Here are the top-line results:
Net income: $16 million, compared to $261 million a year ago.
Adjusted Earnings Per Share: 49 cents per share, up 63% year over year, compared to 24 cents per share expected by analysts surveyed by Zacks Investment Research.
Revenue: $6.73 billion, down 6% year over year, compared to $6.92 billion expected by analysts surveyed by Zacks Investment Research.
Operating income: $337 million, down 46% year over year. On an adjusted basis, operating income rose 20% to $858 million.
Subscribers: Added 3.5 million subscribers during the quarter for a total of 72 million.
The latest quarterly results comes as the media giant’s pending $8 billion merger with Skydance Media is on track to close in the first half of 2025, subject to regulatory approval and customary closing conditions. Until then, Paramount continues to operate in the normal course of business.
It also comes as Paramount Global co-CEOs Brian Robbins, George Cheeks and Chris McCarthy are in the midst of cutting its U.S. workforce by 15%, or around 2,000 employees, aimed at generating $500 million in annual run rate cost savings.
Paramount’s direct-to-consumer division swung to a profit of $49 million, compared to a loss of $238 million a year ago, reflecting revenue growth and cost efficiencies. Total DTC revenue grew 10% to $1.86 billion, including an 18% increase in advertising revenue to $507 million, reflecting growth from Paramount+ and Pluto, a 7% increase in subscription revenue to $1.34 billion and a 150% increase in licensing revenue to $10 million. Paramount+ revenue grew 25% to $1.43 billion, driven by year-over-year subscriber growth and an 11% year over year increase in average revenue per user.
Paramount’s TV/media segment posted a profit of $936 million, down 19% from $1.15 billion a year ago.

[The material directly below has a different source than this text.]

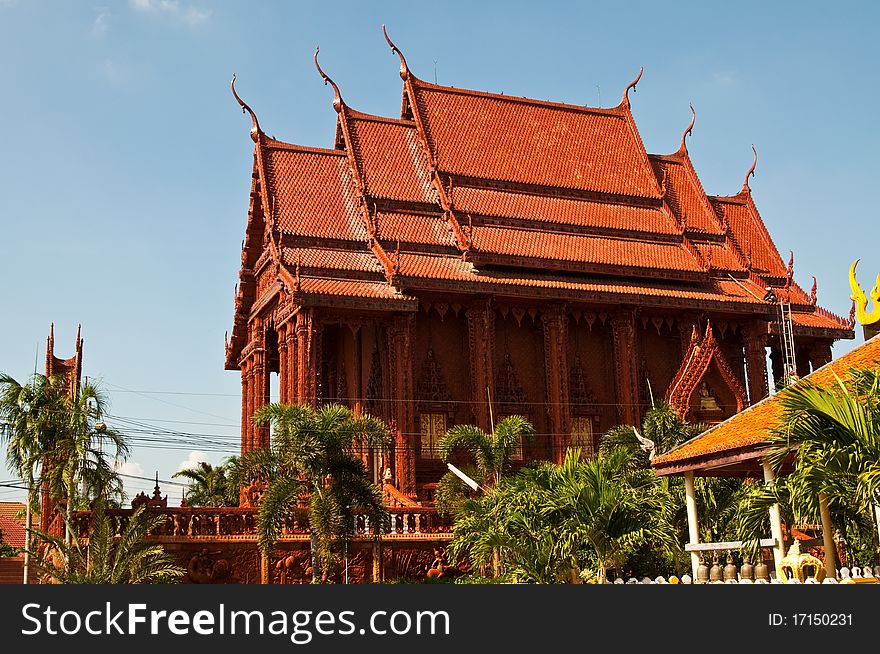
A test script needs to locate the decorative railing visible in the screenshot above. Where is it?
[62,507,452,540]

Total revenue for the segment fell 6% to $4.3 billion, primarily driven by lower affiliate revenue and fluctuations in licensing revenue. Advertising revenue fell 2% to $1.67 billion, reflecting declines in the linear advertising market, partially offset by higher political advertising, and the recognition of revenue underreported by an international sales partner in prior periods. Affiliate and subscriptions revenue fell 7% to $1.87 billion, 7%, driven by
subscriber declines and a 2-percentage point decrease from the absence of pay-per-view boxing events, partially offset by price increases. Licensing and other revenue decreased 12% to $760 million, reflecting a lower volume of licensing in the secondary market.
Paramount’s Filmed Entertainment segment swung to a profit of $3 million, compared to a loss of $49 million in the prior year period due to the Hollywood strikes. Total revenue fell 34% to $590 million. Advertising revenue fell 60% to $2 million. Theatrical revenue plunged 71% to $108 million, reflecting the number and timing of releases in the quarter compared to the prior year. Licensing and other revenue slipped 6% to $480 million, as lower revenue from home entertainment and the licensing of film library titles were partially offset by higher studio facility revenue compared to last year, which was impacted by the labor strikes.